How to compile and run/use an agent

Assume HelloWorld.abl lives in a directory named test and that we are working from the directory containing test.

Summary

ablc test/HelloWorld.abl
javac -cp $ABLPATH:. test/HelloWorld*.java
abl test.HelloWorld

1. Run the ABL compiler on AgentName.abl

You can invoke the ABL compiler as follows:

java -cp $ABLPATH:. abl.compiler.Abl test/HelloWorld.abl

where ABLPATH is an environment variable that contains items needed to run the ABL compiler or items that the ABL compiler will need to resolve certain references in your ABL code. For convenience, we have included a helper script which enables you to type the following instead:

ablc test/HelloWorld.abl

This works provided that (1) abl.jar is on the ABLPATH; and (2) the ablc script is on the path.

2. Compile the resultant Java files

Running the ABL compiler will generate a dozen or so Java files in the same package.
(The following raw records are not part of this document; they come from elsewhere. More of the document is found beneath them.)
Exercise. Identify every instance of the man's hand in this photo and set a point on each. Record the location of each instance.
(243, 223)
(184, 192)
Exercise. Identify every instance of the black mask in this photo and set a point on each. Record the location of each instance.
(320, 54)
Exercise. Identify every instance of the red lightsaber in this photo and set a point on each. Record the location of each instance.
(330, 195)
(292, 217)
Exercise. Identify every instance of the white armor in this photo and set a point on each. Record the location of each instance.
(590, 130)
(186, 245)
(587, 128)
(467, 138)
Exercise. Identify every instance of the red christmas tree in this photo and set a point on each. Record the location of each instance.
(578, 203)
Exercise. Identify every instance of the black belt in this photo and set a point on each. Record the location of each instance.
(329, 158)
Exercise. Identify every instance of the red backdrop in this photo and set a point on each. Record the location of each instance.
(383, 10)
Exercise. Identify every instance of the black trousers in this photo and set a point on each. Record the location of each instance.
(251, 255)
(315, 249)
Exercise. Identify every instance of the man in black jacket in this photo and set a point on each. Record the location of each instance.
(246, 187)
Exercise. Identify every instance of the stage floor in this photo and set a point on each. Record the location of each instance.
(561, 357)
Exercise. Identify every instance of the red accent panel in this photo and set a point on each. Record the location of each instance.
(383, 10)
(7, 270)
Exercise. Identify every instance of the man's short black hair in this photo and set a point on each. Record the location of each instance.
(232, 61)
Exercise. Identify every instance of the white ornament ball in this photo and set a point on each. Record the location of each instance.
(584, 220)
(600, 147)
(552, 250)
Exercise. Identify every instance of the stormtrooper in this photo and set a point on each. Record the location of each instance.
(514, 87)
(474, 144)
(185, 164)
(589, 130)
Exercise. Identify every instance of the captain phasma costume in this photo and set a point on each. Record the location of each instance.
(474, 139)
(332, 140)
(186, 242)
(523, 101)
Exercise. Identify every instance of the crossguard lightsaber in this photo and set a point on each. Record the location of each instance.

Compile them:

javac -cp $ABLPATH:. test/HelloWorld*.java

Typically, you will have other code that your agent refers to, so you will need to include them on your classpath as needed.

3. Invoke AgentName.startBehaving()

An agent AgentName.abl will generate a file AgentName.java, which will have a method startBehaving(). Call this method to get your agent to start executing its flow of behavior described in initial_tree. This method must be invoked in the same thread in which the agent is constructed/new'ed. A safe invocation pattern is thus:

new HelloWorld().startBehaving();

For convenience, AgentName.java contains a simple main() that does exactly this. So you could invoke the HelloWorld agent as follows:

java -cp $ABLPATH:. test.HelloWorld

Again, we have included a helper script, abl, that does exactly this and saves you some typing:

abl test.HelloWorld

This simple main() probably won't be suitable for more complex agents, as you will typically need to do some initialization of the sensorimotor system first. This depends on your sensorimotor system though; it is possible to do all initialization in static initializers, and this may be appropriate for sensorimotor systems of medium to low complexity.

A note on the initial_tree

Because the initial tree is a collection behavior (i.e. a parallel behavior with all effect_only steps), it does not return with any success or failure token...it is merely a container for its steps to run. Thus, it does not terminate unless the programmer specifies otherwise (by calling System.exit(), for instance). So the HelloWorld agent, for example, prints "Hello world!" to the screen and then "hangs"; this is expected behavior.